Operations

Deployment

Source: docs/deployment.md

How to install hzmetrics.py on a new HUBzero hub.

Prerequisites

  • A working HUBzero hub with two MariaDB schemas: <hub> (live CMS) and <hub>_metrics (analytics). If the metrics DB doesn't exist yet, see "First-time install" below.
  • Python 3.7+ on the host. 3.11 strongly preferred — earlier versions ship without modern asyncio and on Rocky 8 the system python3 is 3.6 which lacks asyncio.run().
  • A user with read access to the hub DB and full ownership of the metrics DB. On a stock HUBzero hub this is the apache user; the cron entry is owned by apache.

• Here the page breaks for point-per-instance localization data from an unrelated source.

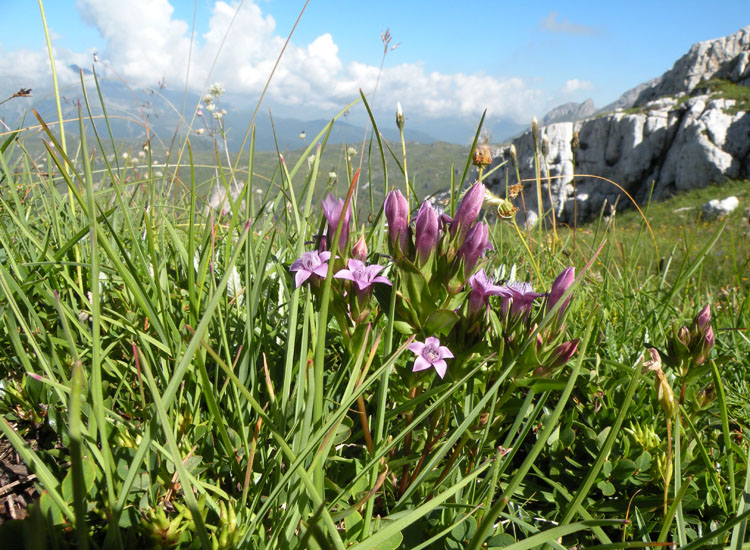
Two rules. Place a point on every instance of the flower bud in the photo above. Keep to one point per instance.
(561, 284)
(332, 208)
(482, 156)
(477, 241)
(397, 214)
(359, 250)
(535, 133)
(468, 210)
(702, 321)
(664, 393)
(427, 231)
(513, 155)
(703, 347)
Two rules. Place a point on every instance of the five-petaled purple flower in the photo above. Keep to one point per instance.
(364, 276)
(310, 263)
(481, 290)
(430, 354)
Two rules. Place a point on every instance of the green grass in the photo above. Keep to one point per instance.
(171, 386)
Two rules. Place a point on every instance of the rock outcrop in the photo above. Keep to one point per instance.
(679, 136)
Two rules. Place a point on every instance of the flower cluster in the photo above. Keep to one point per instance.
(439, 289)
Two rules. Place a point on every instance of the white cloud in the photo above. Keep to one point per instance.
(575, 85)
(145, 43)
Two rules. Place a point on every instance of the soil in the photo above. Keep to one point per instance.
(17, 489)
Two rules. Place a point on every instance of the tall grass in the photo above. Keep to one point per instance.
(170, 385)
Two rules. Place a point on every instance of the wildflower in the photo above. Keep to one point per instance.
(481, 290)
(477, 241)
(482, 156)
(430, 354)
(310, 263)
(364, 276)
(359, 250)
(561, 284)
(397, 214)
(427, 231)
(332, 208)
(216, 89)
(519, 296)
(468, 210)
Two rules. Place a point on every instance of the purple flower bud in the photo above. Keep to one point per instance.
(561, 284)
(468, 210)
(359, 250)
(703, 346)
(427, 231)
(397, 214)
(474, 246)
(332, 208)
(703, 319)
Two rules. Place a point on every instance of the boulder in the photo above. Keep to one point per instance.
(719, 208)
(668, 143)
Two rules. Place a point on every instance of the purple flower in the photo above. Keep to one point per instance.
(430, 354)
(519, 296)
(310, 263)
(475, 244)
(561, 284)
(427, 231)
(397, 214)
(332, 208)
(703, 320)
(468, 210)
(481, 290)
(364, 276)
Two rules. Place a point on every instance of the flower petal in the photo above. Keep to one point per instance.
(301, 277)
(416, 347)
(445, 352)
(440, 367)
(420, 363)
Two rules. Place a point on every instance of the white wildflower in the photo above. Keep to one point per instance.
(216, 89)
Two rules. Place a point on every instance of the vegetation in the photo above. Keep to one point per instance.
(299, 369)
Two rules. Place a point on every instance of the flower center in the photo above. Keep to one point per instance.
(431, 353)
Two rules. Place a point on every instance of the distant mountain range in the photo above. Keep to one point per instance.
(130, 109)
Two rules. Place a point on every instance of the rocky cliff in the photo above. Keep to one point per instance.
(686, 129)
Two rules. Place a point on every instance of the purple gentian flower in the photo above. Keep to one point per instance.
(477, 241)
(427, 231)
(332, 208)
(430, 354)
(310, 263)
(519, 296)
(468, 210)
(364, 276)
(397, 213)
(481, 290)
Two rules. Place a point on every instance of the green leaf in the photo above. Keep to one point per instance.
(440, 321)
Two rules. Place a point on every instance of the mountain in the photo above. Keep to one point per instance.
(682, 130)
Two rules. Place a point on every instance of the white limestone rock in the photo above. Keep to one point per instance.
(720, 208)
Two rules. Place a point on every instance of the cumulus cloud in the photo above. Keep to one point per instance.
(554, 22)
(145, 43)
(575, 85)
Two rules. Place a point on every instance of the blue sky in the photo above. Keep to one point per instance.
(453, 58)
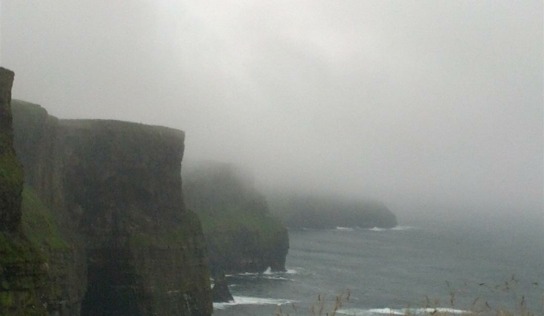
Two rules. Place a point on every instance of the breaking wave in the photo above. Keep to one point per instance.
(247, 300)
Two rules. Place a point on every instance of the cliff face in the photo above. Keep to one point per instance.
(326, 212)
(11, 172)
(115, 191)
(241, 234)
(22, 270)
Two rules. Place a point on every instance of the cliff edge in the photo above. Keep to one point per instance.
(114, 190)
(241, 234)
(22, 267)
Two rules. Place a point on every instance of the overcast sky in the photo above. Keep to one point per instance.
(411, 102)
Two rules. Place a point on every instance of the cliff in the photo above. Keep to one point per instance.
(327, 212)
(22, 267)
(113, 189)
(241, 234)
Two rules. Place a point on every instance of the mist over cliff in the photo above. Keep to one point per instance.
(432, 107)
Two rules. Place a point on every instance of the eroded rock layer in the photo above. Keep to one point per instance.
(114, 189)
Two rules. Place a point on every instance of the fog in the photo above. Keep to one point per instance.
(434, 107)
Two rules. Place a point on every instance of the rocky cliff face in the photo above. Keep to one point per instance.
(115, 191)
(241, 234)
(11, 172)
(22, 268)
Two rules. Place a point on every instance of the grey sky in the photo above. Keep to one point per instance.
(411, 102)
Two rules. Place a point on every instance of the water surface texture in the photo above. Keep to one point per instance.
(391, 271)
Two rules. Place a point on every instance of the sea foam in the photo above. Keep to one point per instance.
(247, 300)
(402, 311)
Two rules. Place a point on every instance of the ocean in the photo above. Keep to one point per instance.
(416, 269)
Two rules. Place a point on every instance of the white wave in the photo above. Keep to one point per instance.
(346, 229)
(247, 300)
(403, 311)
(402, 228)
(291, 271)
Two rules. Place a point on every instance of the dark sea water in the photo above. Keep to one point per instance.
(387, 271)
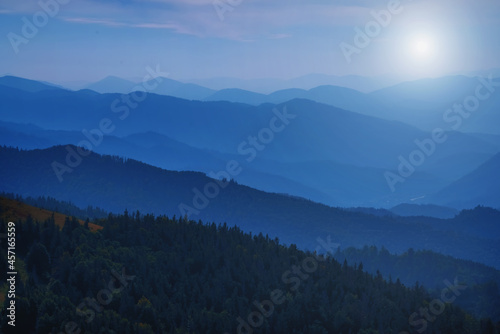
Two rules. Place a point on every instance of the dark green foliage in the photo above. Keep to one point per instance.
(116, 184)
(430, 269)
(146, 274)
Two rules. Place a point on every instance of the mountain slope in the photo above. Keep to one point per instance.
(116, 184)
(480, 187)
(159, 275)
(26, 85)
(112, 84)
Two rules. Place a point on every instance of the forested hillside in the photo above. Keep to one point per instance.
(146, 274)
(116, 184)
(430, 269)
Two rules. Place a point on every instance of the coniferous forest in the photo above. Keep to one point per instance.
(147, 274)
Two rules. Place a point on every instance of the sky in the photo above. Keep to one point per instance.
(87, 40)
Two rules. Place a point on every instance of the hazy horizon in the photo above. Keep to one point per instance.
(85, 41)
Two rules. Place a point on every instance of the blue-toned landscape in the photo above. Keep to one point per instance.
(248, 167)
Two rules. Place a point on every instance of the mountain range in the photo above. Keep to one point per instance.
(319, 152)
(117, 184)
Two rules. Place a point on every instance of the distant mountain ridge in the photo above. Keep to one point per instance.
(323, 153)
(116, 184)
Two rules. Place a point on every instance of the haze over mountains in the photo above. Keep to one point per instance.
(322, 152)
(357, 172)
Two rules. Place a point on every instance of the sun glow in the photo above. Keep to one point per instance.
(422, 48)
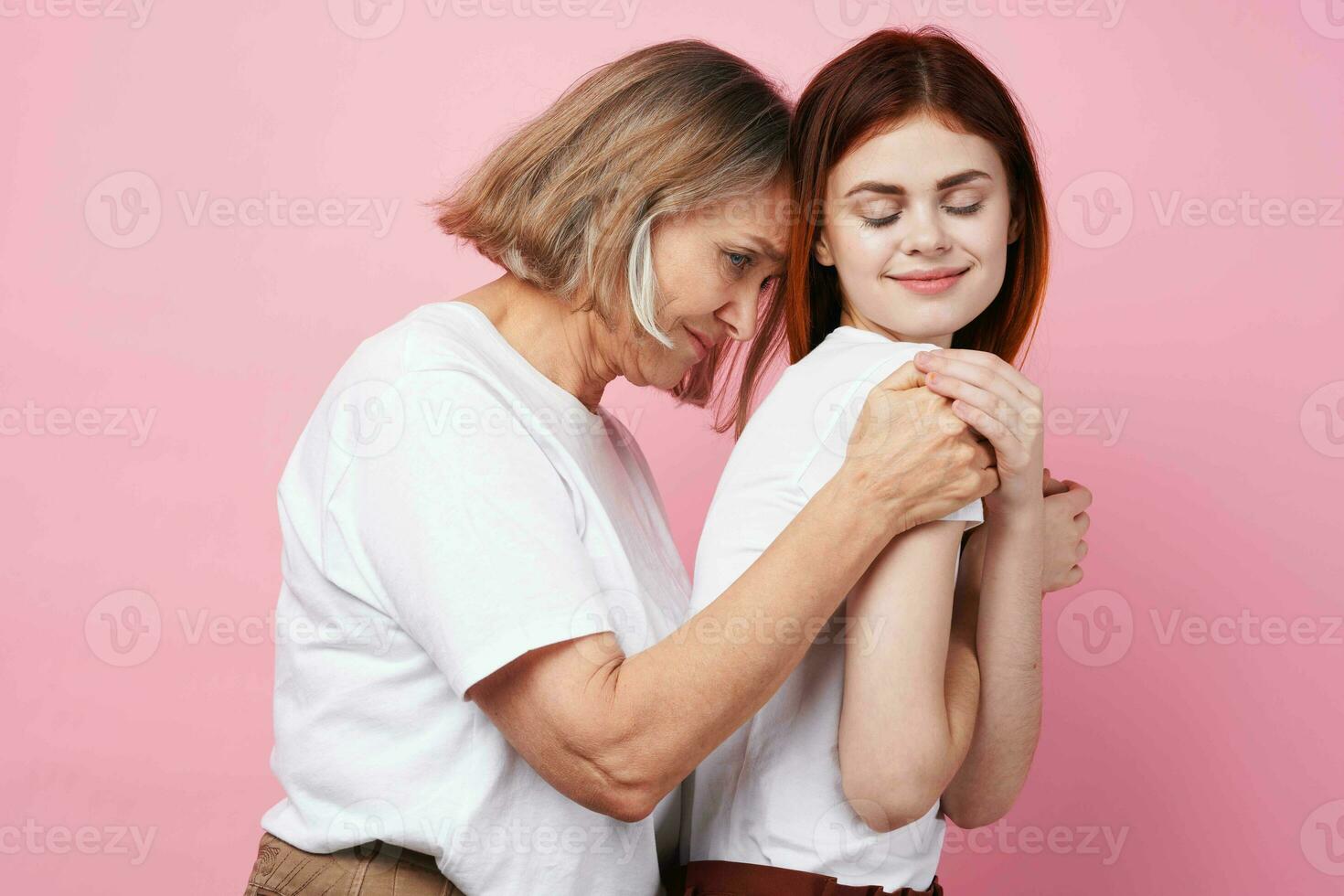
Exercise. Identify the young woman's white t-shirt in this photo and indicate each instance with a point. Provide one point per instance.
(772, 793)
(449, 508)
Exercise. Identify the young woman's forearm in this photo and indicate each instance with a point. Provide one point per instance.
(909, 689)
(1008, 653)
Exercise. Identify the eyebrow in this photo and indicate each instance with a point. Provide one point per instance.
(895, 189)
(765, 248)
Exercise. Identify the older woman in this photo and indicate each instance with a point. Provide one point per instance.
(508, 689)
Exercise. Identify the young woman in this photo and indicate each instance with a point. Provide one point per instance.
(923, 248)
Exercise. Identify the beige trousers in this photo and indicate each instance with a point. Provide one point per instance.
(368, 869)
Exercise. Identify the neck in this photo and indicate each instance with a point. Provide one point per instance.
(852, 317)
(563, 344)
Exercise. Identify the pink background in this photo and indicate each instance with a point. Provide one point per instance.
(1212, 347)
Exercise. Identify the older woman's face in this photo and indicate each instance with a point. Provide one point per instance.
(711, 268)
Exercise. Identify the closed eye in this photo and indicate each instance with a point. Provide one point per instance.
(882, 222)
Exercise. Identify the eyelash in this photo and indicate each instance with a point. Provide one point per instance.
(746, 265)
(951, 209)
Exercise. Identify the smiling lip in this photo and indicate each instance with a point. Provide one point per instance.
(700, 343)
(932, 283)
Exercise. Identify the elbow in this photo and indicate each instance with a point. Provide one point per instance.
(628, 805)
(969, 815)
(887, 802)
(624, 782)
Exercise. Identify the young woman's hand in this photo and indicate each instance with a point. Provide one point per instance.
(1001, 404)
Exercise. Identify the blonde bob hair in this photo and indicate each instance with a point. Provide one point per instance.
(571, 200)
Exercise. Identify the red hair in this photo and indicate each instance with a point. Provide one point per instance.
(871, 88)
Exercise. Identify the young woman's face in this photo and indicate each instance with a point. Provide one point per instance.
(917, 226)
(711, 268)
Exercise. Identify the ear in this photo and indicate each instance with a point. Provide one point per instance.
(821, 251)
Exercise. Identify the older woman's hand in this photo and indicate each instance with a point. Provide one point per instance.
(1006, 407)
(1066, 524)
(912, 450)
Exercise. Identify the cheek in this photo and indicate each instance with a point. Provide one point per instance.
(859, 251)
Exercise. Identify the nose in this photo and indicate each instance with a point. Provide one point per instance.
(740, 315)
(925, 234)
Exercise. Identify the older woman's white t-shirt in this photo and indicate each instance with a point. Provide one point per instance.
(449, 508)
(772, 793)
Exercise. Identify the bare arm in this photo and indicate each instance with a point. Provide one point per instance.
(1006, 407)
(910, 690)
(1008, 653)
(615, 733)
(971, 802)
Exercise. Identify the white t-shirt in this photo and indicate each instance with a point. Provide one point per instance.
(449, 508)
(772, 793)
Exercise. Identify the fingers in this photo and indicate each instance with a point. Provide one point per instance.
(905, 377)
(1080, 495)
(984, 455)
(1006, 443)
(946, 374)
(988, 361)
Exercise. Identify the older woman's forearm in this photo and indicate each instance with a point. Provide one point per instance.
(1008, 650)
(669, 706)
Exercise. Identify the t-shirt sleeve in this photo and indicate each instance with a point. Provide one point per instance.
(837, 412)
(465, 529)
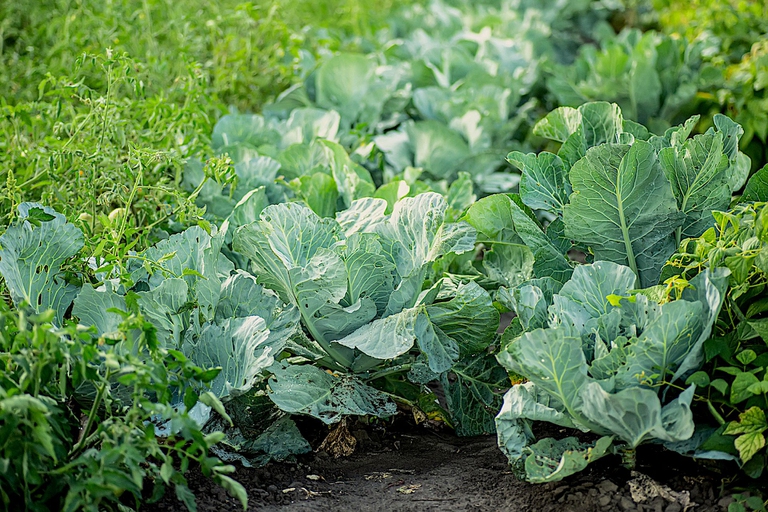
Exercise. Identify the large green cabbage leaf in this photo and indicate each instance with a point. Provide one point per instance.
(623, 194)
(357, 283)
(32, 251)
(602, 364)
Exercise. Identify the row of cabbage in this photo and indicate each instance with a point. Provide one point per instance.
(349, 268)
(385, 302)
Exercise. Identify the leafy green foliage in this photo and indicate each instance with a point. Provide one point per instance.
(652, 77)
(80, 420)
(357, 283)
(734, 381)
(602, 365)
(632, 195)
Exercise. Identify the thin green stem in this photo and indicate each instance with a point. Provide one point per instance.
(91, 415)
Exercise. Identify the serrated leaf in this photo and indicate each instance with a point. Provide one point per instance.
(31, 258)
(623, 208)
(469, 317)
(474, 397)
(544, 183)
(696, 170)
(92, 305)
(303, 389)
(385, 338)
(550, 460)
(749, 444)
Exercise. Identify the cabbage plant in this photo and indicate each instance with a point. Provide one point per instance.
(626, 195)
(600, 357)
(357, 282)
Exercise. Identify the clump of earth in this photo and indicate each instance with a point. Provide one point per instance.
(423, 469)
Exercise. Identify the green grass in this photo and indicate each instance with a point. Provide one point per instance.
(103, 100)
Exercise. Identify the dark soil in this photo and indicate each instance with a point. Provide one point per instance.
(420, 469)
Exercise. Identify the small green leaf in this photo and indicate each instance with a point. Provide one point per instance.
(701, 379)
(749, 444)
(234, 488)
(211, 401)
(166, 471)
(192, 272)
(759, 389)
(740, 387)
(185, 496)
(746, 356)
(37, 216)
(190, 398)
(720, 384)
(751, 420)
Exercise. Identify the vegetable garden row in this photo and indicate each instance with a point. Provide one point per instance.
(358, 241)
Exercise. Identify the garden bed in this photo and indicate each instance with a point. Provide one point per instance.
(424, 469)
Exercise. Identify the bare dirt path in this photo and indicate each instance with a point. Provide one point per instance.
(436, 471)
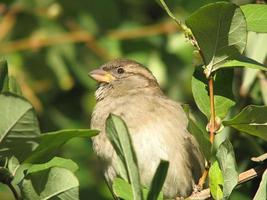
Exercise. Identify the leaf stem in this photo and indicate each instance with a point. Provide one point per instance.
(212, 124)
(14, 191)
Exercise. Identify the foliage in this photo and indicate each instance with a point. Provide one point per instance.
(51, 45)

System packages (Rocky 8 names — adapt for other distros):

dnf install python3.11 python3.11-PyMySQL unbound  # unbound optional
pip3.11 install --user aiodns                       # not packaged on Rocky 8

Versions required:

  • aiodns >= 3.x (the c-ares-based async resolver used by resolve-dns)
  • pymysql (any current 1.x)
  • Python >= 3.7 for resolve-dns itself (async syntax), but the pipeline's tick self-relaunches into Python >= 3.10 when invoked under an older interpreter — Rocky 8's system /usr/bin/python3 is 3.6 which lacks asyncio.run(), so a separate python3.11 install alongside is the supported configuration.

Test the Python version is discoverable: hzmetrics.py self-relaunches into the highest-numbered python3.N (≥ 3.10) it can find on PATH, so just having python3.11 installed alongside the system python3 is enough.

File layout (post-install)

/opt/hubzero/bin/hzmetrics.py                  the pipeline
/opt/hubzero/bin/hzmetrics-postrotate.sh       logrotate hook
/etc/hubzero-metrics/access.cfg                DB credentials (640, root:apache)
/etc/hubzero-metrics/hzmetrics.conf            optional runtime overrides
/etc/tmpfiles.d/hzmetrics.conf                 systemd-tmpfiles, creates /var/run/hzmetrics/
/var/spool/cron/apache                         the cron entry (single line)
/var/run/hzmetrics/hzmetrics.pid               PID lock (created at runtime)
/var/run/hzmetrics/hzmetrics.state             daily state (created at runtime)
/var/log/hubzero/metrics/hzmetrics.log         pipeline log

The legacy reference scripts under tests/legacy/ are not installed on a production host. They live in this repo only as the A/B-test parity reference.

Install via Makefile

From a checkout of this repo:

sudo make -C source install

The Makefile copies:

  • hzmetrics.py/opt/hubzero/bin/hzmetrics.py (mode 755, owner apache)
  • hzmetrics-logrotate-postrotate.sh/opt/hubzero/bin/hzmetrics-postrotate.sh
  • hzmetrics.tmpfiles.conf/etc/tmpfiles.d/hzmetrics.conf
  • hubzero-metrics.cron.apache/var/spool/cron/apache
  • hubzero-metrics.cron.d/etc/cron.d/hubzero-metrics (use one or the other)

(source/Makefile lives in this repo; it's the only thing left in source/ from the original packaging layout.)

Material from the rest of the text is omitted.